独孤玄与慕容康见二人,赶紧见礼,安成世俗女子装扮,又听询问,继而面面相觑,均摇头:“没有,王爷不在这里。”
安成本不识慕容康,见他与独孤玄同是高鼻深目,不似中原汉人,而十三骑中并未有此人,便问道:“这位是?”
慕容康赶紧道:“属下慕容康,是襄王殿下的随从。”
独孤玄道:“慕容兄弟是襄王殿下调来帮助王爷查案子的。”
安成与贤点头示意,深看慕容康一眼,与贤出了酒楼。
耶律斜轸与萧挞揽尽然也从对面酒楼刚出来。
安成不欲见之,萧挞揽作为辽国使节,却也携着耶律虎骨过来见礼了:“七公主!”
安成笑道:“真是好巧,在这里遇到你们!”
萧挞揽也道:“在下和虎骨来这里喝酒,想不到遇见了公主!”
安成笑着看向耶律斜轸,道:“你们三人呢!”
耶律斜轸恍若未闻,却没有过来。
安成心中略微闷气,没什么话说,与萧挞揽辞别。
萧挞揽回至耶律斜轸身旁,却见耶律斜轸一直饶有深意地盯着对面,抬眼望去,只听斜轸淡淡吩咐:“取消。”
耶律虎骨道:“最近他们的人对将军身份起疑。”
萧挞揽心下惊骇,面不改色,眼忘安成离去的方向。
耶律斜轸不已为意,看向怅然若失的萧挞揽。
萧挞揽何时见过耶律斜轸如此厉色,终于恢复从容常态,问耶律虎骨:“却不知道是何人过问?”
耶律虎骨道:“四皇子德俨的人。”
耶律斜轸眼中闪过一丝惑笑,眉起波澜:“你留在这里。”
萧挞揽涩着嗓子答应。
耶律虎骨闷哼着不敢发出一丝声响。
萧挞揽恍然站在酒楼前,不可终日。
耶律虎骨却已瞧见了对面护卫装扮的独孤玄与慕容康,干笑两声拉着萧挞揽往转身回了酒楼,便招呼跑堂的酒楼伙计点了吃食才抬脚跟上去。
到了二楼的雅间,萧挞揽仍是来回踱步,浓眉深思。
耶律虎骨笑着倒了杯茶给萧挞揽,笑道:“安成公主好像与你很熟悉?”
萧挞揽觑了耶律虎骨一眼,冷淡道:“与公主在宫中宴会上见过几次,刚才过去打个招呼!”
耶律虎骨哼着俚曲小调,自斟自饮。
萧挞揽冷笑,似是自言自语:“他倒是聪明,居然躲在了这里,真是该死!”茶碗被重重地盖在了桌上,茶水也流了一地,袖口透湿了一片。

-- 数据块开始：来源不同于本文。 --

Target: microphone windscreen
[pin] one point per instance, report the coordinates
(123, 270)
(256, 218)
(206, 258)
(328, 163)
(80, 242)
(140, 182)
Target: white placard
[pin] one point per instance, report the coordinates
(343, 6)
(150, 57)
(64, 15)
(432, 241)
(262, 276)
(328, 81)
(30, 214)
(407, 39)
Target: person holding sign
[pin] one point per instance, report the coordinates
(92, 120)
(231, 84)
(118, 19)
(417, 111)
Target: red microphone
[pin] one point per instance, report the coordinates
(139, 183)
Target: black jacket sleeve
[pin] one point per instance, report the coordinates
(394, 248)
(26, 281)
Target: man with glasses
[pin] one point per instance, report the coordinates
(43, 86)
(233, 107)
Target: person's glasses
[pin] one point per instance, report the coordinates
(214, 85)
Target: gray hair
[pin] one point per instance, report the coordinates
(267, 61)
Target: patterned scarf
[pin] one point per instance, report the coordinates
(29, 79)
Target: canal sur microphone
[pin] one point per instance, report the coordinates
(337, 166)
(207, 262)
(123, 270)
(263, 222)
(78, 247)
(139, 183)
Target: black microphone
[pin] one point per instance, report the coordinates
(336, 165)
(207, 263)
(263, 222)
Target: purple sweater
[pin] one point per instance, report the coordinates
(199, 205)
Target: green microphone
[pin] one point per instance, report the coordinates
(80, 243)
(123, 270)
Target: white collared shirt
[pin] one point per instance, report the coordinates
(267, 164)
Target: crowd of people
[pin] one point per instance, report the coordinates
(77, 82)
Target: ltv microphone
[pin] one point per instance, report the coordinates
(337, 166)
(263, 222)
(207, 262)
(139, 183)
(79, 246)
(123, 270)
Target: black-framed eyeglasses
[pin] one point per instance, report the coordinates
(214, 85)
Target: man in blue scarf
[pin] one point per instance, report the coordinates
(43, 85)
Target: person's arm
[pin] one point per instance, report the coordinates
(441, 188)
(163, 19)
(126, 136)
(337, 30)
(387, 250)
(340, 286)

耶律虎骨嘴里又嚼着豆子,冷声道:“我早说过,安岳王对听雪楼加派了重兵,并未有任何放松!”
萧挞揽颇有怒气:“你刚才为何不说?”
耶律虎骨嘿嘿两笑,便将吃食推了过去,道:“好兄弟,别着恼,他躲在这里不出来,我们便没法子了吗,我们找人在他茶水吃食中下毒,便也能神不知鬼不觉!”
萧挞揽鄙夷地瞅着同伴,一刻也没停歇的油嘴:“你来大宋才多久,宋人的隐杀把戏倒学了不少,你,难道就不想念幽州的妻妾幼子?”
耶律虎骨眼中闪过一丝亮光,干笑一声,却并不着恼:“怎么不想,谁想待在这白面书生似娘儿的地儿,好兄弟,我比不得你跟着大王战场厮杀,为国立功,我母亲是边民奚人,和兄弟你比不得,嘿嘿,这文官使官我早不想干了,待你们回了上京,好兄弟你替我说和说和,让我到你帐下做个十夫长,若何,兄弟你一句话的事儿?”
萧挞揽笑道:“这一句话的事儿,也得皇上开口啊,你为使官,皇上看重你,如何能够。”
耶律虎骨只得点点头。
萧挞揽摇头:“这地儿,确实不比战场,所以我们行事须得谨慎虚伪,荏地缩手缩脚,当日,他躲到高丽行馆,不过是想得到那世子的庇护,这定安国太子实在是!”
耶律虎骨蔑笑道:“什么太子,不过是几万渤海旧民,能起得什么事,兄弟你也太抬举他们了!”
萧挞揽却苦笑不言,来到大宋已经许久,大王交给的任务却都完成的差强人意,上次更被朱雀那命微身贱的高丽女人摆了一道,恶气能平。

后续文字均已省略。